Datafeeds categories > your database

Icecube

Up 24h/day
Mar 14, 2007
1,169
9
0
Europe
if you import the feeds as they are into your database you come up with several names for the same category
how do you deal with the thousands of different categories you find in datafeeds from multiple merchants and networks?


I mean technically, do you create some kind of association between the feed categories and your own categories (hence having to check which categories are in each datafeed ) or do you create virtual categories using LIKE '%keyword%' queries?
 


There's no simple way to take care of this that I know of. It's going to be a bit labor-intensive if you're dealing with multiple datafeeds.

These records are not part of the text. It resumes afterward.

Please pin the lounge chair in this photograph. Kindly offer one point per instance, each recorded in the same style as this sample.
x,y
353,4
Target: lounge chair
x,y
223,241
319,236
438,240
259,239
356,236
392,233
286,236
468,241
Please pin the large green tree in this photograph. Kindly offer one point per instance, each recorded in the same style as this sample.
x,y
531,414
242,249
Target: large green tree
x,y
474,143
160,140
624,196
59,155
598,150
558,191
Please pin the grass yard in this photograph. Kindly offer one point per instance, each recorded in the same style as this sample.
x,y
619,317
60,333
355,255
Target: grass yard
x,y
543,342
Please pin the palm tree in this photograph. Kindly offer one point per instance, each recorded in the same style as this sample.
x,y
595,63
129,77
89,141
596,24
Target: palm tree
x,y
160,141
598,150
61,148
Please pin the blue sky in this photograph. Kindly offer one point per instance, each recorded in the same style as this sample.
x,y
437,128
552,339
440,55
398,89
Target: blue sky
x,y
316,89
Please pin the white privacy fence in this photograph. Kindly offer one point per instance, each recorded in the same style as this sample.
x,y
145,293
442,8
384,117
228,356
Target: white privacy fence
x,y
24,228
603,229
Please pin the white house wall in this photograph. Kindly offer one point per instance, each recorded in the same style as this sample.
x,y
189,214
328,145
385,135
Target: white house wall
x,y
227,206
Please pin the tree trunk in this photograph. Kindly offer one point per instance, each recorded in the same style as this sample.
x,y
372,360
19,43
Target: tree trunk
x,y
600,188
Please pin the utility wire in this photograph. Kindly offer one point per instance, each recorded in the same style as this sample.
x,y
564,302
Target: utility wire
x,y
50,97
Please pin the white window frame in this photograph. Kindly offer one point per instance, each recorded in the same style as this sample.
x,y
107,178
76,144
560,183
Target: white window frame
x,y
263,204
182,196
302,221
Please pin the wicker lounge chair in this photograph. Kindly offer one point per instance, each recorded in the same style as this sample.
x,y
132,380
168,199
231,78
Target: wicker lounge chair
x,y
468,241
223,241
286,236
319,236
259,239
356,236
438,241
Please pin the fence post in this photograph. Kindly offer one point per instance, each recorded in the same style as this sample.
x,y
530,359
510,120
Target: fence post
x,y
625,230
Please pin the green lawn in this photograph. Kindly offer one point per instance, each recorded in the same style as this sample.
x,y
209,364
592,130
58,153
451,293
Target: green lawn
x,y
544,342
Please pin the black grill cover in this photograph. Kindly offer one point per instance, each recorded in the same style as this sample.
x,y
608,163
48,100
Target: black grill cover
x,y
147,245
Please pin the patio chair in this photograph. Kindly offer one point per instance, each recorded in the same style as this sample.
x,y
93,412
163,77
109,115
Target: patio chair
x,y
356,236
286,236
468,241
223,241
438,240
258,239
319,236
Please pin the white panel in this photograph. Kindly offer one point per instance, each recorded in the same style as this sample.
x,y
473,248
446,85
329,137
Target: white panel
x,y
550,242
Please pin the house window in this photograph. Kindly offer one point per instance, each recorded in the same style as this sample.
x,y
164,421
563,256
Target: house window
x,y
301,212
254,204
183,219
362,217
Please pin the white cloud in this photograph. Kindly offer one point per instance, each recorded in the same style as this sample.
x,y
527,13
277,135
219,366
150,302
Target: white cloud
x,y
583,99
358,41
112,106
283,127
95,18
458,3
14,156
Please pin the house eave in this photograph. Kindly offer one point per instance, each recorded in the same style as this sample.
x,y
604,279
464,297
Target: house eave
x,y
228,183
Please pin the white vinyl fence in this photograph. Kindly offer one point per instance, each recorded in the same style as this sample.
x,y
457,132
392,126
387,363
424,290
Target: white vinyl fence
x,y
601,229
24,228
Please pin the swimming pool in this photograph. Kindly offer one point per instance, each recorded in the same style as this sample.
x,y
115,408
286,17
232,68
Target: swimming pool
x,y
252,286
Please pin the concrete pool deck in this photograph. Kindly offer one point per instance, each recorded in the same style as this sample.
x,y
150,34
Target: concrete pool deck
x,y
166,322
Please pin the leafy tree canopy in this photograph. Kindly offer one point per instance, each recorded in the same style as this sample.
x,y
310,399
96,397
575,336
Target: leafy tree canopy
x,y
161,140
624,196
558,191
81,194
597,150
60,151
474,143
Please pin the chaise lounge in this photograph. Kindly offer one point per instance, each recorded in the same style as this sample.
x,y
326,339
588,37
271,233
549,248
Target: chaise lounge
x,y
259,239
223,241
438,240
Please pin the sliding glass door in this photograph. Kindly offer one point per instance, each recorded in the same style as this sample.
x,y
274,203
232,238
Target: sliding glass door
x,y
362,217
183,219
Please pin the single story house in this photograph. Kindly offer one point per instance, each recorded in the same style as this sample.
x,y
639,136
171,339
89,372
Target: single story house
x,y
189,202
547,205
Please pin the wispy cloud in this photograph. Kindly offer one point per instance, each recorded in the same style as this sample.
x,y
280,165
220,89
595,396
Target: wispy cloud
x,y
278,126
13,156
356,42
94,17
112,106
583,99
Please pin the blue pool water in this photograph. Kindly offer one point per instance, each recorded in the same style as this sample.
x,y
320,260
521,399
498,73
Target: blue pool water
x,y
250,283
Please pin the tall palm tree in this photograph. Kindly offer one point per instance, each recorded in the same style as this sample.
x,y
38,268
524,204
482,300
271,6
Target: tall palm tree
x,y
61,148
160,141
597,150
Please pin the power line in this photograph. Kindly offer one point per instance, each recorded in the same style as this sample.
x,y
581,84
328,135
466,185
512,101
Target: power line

The way I've done it in the past (when using multiple datafeeds, on the same site, with multiple cats) is upon parsing to use a LIKE to rename it to the "correct" name.

So let's say my site has "Men's Shirts". But datafeeds may have "Shirts (Men's)", "Shirts->Men's" (as a sub-cat), and "Shirts - Mens". If I'm working with the same merchants and I KNOW that these variations exist, I just hard-code my parser to look for the above cats and upon importing, give them all the category of "Men's Shirts".

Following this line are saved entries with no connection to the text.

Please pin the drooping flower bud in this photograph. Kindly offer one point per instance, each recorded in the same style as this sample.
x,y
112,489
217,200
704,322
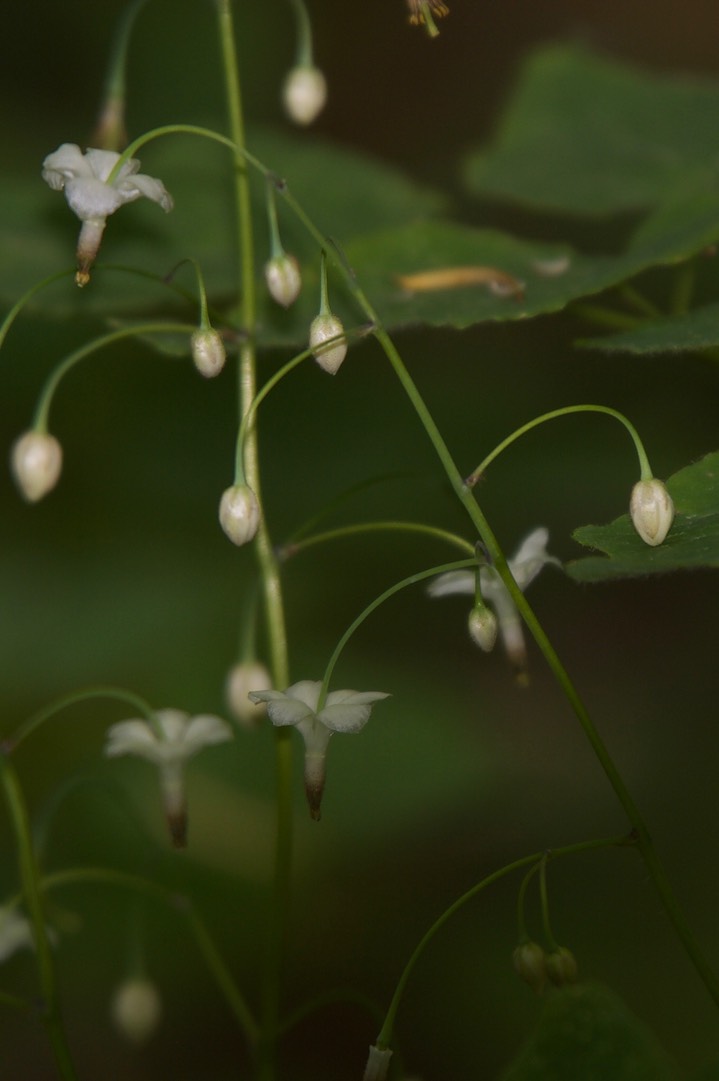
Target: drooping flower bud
x,y
304,93
530,963
652,510
239,514
136,1010
482,626
208,352
561,966
322,329
241,679
36,462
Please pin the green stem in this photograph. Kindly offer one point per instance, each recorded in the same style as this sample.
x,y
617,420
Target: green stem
x,y
151,890
566,411
31,892
384,1038
42,410
267,560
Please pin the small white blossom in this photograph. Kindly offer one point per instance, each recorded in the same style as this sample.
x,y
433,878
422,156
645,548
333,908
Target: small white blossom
x,y
323,329
180,737
14,933
304,94
84,179
652,510
343,711
37,463
136,1010
524,565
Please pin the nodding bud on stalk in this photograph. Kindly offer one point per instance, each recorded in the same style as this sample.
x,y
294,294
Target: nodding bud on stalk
x,y
36,462
323,329
652,510
136,1010
530,962
239,514
241,679
377,1064
561,966
209,354
482,626
283,279
304,93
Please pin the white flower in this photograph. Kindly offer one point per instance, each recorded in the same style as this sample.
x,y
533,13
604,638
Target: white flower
x,y
14,933
84,179
136,1009
524,565
652,510
343,711
180,737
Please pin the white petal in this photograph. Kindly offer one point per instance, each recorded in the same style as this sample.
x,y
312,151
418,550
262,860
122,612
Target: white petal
x,y
63,164
453,582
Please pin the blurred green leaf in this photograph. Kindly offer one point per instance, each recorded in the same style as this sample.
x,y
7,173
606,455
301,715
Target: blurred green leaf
x,y
588,136
693,541
587,1033
688,333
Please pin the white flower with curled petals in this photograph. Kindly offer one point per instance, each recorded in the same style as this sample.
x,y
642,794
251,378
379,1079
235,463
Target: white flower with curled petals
x,y
93,197
524,565
178,737
343,711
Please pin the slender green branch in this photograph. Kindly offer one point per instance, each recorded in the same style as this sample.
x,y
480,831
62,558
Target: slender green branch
x,y
566,411
31,892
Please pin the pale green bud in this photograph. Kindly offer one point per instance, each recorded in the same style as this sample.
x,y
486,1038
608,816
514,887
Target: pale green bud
x,y
304,94
36,463
208,352
283,279
239,514
652,510
322,329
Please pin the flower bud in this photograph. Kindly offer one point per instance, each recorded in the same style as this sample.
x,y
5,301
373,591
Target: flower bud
x,y
482,626
283,279
36,462
304,94
208,352
529,960
136,1010
561,966
321,330
239,514
241,679
652,510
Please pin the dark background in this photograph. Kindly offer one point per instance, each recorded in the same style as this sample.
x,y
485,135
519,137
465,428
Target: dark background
x,y
122,576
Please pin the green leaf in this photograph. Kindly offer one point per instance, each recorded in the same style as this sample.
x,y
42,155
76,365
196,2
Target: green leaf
x,y
587,1033
693,541
688,333
589,136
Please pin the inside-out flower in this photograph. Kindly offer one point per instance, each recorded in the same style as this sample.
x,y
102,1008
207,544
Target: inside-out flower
x,y
524,565
178,737
93,197
343,711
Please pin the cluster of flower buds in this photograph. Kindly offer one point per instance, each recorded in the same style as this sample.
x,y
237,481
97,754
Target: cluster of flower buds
x,y
538,968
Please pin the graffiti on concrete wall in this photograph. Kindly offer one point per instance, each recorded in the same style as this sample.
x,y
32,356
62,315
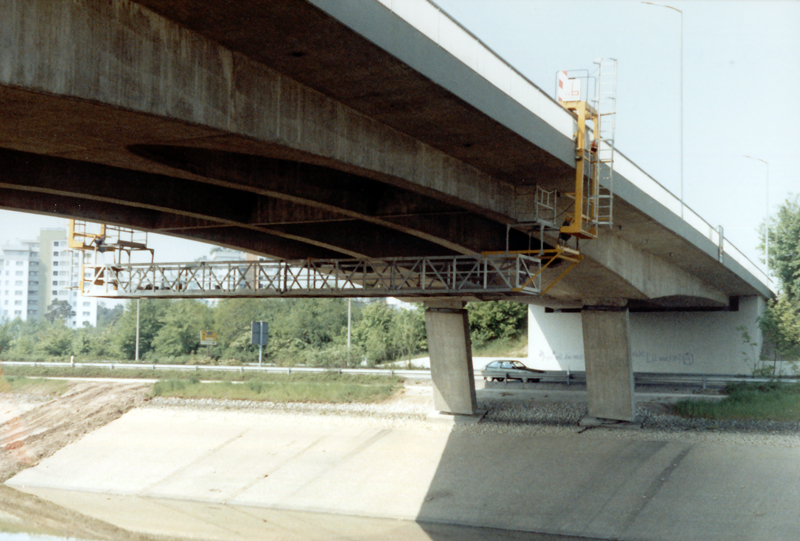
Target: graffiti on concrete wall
x,y
684,359
640,357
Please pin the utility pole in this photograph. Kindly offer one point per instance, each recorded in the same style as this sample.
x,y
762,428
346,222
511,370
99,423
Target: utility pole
x,y
766,215
137,330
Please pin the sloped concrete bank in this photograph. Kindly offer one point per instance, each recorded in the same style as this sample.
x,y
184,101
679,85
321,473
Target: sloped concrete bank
x,y
392,462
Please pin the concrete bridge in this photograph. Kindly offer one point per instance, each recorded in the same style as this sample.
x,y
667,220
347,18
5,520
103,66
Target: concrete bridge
x,y
323,129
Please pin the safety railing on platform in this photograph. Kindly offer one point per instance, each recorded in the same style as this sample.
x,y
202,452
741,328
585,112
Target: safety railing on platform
x,y
442,275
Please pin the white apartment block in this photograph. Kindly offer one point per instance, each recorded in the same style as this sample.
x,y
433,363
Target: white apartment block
x,y
37,273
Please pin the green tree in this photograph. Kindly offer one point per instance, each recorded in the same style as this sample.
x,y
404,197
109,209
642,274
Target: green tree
x,y
373,332
57,341
496,320
408,335
59,310
151,315
182,322
781,321
108,316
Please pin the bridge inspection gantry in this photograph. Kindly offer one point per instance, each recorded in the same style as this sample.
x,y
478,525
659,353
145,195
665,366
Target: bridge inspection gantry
x,y
325,130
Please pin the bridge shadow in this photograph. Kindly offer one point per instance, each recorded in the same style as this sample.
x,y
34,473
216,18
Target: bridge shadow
x,y
512,481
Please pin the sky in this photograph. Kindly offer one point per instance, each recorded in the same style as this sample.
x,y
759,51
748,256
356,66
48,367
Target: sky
x,y
741,68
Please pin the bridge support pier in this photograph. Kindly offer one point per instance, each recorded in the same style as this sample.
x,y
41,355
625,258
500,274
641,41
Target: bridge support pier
x,y
609,369
451,357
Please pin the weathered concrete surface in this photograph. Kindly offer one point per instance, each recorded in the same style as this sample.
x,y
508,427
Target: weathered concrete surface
x,y
277,128
667,342
589,484
450,351
609,373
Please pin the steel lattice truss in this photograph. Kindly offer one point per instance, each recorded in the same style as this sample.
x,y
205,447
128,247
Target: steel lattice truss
x,y
417,276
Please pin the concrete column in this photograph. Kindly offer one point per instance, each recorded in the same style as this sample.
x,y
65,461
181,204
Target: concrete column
x,y
609,369
451,357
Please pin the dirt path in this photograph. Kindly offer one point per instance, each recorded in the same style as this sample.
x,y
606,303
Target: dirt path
x,y
41,431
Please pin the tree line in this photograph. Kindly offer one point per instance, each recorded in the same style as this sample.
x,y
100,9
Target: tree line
x,y
312,332
780,324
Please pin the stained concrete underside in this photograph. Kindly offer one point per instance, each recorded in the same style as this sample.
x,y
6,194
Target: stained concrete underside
x,y
274,128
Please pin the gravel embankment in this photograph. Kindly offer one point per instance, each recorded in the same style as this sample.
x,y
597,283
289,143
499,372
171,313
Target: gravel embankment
x,y
520,415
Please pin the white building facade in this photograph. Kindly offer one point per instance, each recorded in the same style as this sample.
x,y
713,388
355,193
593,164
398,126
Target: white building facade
x,y
37,273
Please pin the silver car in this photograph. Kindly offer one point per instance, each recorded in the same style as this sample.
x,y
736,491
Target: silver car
x,y
510,370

If all of that seems like a hassle, just use one datafeed OR just say screw it and let it create the variations.

The more datafeeds, the more variations of category names, the more you're going to have to include logic within your script to sort it all out. And that requires a great deal of human interaction (i.e. you looking at all the datafeeds to see what the different names are).
 
A couple months ago I tried to d/l all of the ebay categories and ended up stopping on level 3 at 3000+; that's when I realized how easily my stuff could get clusterfuck'd as I add new sources.

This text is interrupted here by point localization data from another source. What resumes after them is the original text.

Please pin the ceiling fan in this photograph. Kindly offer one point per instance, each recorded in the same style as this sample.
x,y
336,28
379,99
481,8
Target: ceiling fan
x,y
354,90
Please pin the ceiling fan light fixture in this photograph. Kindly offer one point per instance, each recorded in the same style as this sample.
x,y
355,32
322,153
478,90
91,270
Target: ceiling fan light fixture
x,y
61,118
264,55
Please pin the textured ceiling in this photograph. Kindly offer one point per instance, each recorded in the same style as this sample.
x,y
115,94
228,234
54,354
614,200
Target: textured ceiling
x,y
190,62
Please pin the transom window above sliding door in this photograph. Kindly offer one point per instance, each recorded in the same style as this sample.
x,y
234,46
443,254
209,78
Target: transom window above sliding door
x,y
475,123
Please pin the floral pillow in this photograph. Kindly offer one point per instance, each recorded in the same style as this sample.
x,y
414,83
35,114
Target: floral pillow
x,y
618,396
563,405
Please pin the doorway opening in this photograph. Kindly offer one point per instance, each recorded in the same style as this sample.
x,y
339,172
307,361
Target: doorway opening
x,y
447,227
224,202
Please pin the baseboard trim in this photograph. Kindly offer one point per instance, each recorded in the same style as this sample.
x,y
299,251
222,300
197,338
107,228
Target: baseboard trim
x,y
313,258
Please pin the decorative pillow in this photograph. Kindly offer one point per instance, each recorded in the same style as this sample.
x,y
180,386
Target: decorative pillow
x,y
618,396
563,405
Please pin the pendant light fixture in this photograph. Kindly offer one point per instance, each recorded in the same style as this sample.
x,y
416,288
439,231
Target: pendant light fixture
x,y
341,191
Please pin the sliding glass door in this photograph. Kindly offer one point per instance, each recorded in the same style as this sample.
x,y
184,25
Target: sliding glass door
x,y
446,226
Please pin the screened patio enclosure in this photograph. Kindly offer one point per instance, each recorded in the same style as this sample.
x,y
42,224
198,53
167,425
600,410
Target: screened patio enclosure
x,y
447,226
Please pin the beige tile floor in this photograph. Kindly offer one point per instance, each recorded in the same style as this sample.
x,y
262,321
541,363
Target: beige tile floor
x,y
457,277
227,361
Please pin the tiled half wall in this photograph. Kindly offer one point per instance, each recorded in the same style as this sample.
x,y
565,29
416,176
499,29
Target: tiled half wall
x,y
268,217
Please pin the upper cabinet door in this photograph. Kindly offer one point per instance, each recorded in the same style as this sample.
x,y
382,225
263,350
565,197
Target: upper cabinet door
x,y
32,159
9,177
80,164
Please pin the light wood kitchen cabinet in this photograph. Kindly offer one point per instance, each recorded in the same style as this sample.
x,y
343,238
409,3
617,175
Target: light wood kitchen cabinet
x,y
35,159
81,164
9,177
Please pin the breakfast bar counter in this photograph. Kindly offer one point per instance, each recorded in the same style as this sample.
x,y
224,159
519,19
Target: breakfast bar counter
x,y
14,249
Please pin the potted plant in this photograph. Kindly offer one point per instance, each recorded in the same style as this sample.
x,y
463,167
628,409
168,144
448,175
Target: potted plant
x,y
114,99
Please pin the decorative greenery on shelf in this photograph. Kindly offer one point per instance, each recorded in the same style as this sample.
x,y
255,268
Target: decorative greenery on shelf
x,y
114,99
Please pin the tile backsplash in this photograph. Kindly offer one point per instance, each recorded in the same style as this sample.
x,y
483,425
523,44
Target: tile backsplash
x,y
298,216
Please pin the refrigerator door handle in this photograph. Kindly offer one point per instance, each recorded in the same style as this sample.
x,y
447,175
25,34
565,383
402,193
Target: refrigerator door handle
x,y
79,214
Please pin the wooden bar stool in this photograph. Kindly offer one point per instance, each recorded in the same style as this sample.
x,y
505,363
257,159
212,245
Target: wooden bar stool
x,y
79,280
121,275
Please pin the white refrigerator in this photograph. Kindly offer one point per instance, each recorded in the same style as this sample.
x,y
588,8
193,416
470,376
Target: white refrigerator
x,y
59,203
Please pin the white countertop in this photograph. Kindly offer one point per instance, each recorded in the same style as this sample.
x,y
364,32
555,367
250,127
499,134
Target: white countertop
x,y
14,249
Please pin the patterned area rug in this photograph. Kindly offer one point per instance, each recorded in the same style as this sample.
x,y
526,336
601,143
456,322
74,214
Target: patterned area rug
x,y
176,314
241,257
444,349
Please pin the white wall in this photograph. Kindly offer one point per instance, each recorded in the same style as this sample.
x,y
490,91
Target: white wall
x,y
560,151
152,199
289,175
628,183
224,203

The problem with using LIKE is that it is just going to pick up variations of the same word groupings (Men's Shirts, Shirts->Men)

Then you have to also come up with an algorithm to deal with things like 'clothing' vs 'garments', where you would have to group terms that refer to the same (by your definition) category.

Here's something I have been looking at- instead of assigning similar category names to the same group, use brand names and in some cases, even drill down into product attributes to assign categories.

You could use LIKE on the individual terms to catch those variations (model numbers in particular) and the same match algorithm as you would for category synonyms, just feed the extra terms into the input. Since the matching would be based on existing data, the more data you accumulate, the more accurate it will get.

Once you are matching things in a particular area to a certain percent probability, you should be able to eliminate some of those operations to save resources. A job for neural nets maybe?
 
yes I'm talking about feeds from multiple merchants from shareasale, cj, zanox etc

rather than hardcoding the terms in the script you can create a table where you have the 'found value' and the 'correct value' to load into an array before parsing the feed, just to make it more easily maintainable, however this requires manually checking the categories in every feed

the handiest thing that comes to my mind is having as first step of the import process a page where you get the list of categories in the feed on the left, and your current category structure on the right: this way you can match the feed categories and your own categories selecting couples, one category per time.

at the moment I'm just playing with wordpress, I opened this discussion to find the best method for a project I have in mind

I still believe the LIKE '%query%' thing is widely used for displaying items ( and it doesn't require you to deal with the category problem )

other ideas and opinions?
 
A couple months ago I tried to d/l all of the ebay categories and ended up stopping on level 3 at 3000+; that's when I realized how easily my stuff could get clusterfuck'd as I add new sources.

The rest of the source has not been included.